The gel can then be dehydrated to produce a range of denser materials, like plastic and glue.
"It's a much simpler process than conventional synthesis," Luo said. "The whole process is more doable, more economical and [can be done] at greater scale, because you don't have to pretreat the biomass DNA. You just directly cross-link them into plastics."
An additional perk of cross-linking is that researchers can tweak the new materials with unusual properties. For example, postdoctoral researcher Dong Wang created a glue that can stick to Teflon at minus 20 degrees Celsius, a temperature that would freeze traditional water-based adhesives. Wang also made a biomass "flower" that incorporated magnetic nanoparticles and could be manipulated with a magnetic field.
"The product's application depends on the properties we afford to it," Luo said. "You can make it luminescent, make it conducting or non-conducting, make it much stronger. Anything you can think of."
In addition to generating everything from toys and utensils to clothing and skin for buildings, Luo said hydrogels could be particularly well-suited for controlled-release drugs.

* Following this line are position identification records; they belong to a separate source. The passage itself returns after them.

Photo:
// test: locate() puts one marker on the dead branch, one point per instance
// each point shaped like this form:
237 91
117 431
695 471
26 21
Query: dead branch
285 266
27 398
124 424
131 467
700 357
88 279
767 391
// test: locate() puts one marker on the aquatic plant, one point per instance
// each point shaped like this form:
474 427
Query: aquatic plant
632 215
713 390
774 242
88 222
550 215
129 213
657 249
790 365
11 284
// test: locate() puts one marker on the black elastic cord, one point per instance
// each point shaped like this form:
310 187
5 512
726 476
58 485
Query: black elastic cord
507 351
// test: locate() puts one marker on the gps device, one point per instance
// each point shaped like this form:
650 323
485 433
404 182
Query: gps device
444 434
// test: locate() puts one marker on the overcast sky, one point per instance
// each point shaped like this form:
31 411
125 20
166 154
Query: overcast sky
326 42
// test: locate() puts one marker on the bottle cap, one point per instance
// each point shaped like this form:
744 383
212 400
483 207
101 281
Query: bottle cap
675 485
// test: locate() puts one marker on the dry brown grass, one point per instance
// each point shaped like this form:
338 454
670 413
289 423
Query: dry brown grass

The researchers also were able to achieve cell-free protein production that had not been possible in petrochemical-based products.
"Our cross-link method is very general," said Wang, the paper's lead author. "It can be expanded to other polymers, other molecules."
The cost of conversion at the present lab setting is about $1 per gram of material, with almost 90% of the expense going to the ethanol required to extract the DNA from the biomass. If manufactured on an industrial scale, Luo estimates the cost would be reduced dramatically, by a hundredfold or even a thousandfold.
One potential challenge is obtaining large enough amounts of biomass to extract the DNA. The researchers still need to figure out how to control the lifespan of the materials and the time it takes for them to degrade.
"We are also working to make the biomass DNA materials much more functional, to make different types of materials, making them super strong, super soft," Luo said. "But we will never forget it's a DNA-based material. Whenever possible, we want to take advantage of DNA's genetic role."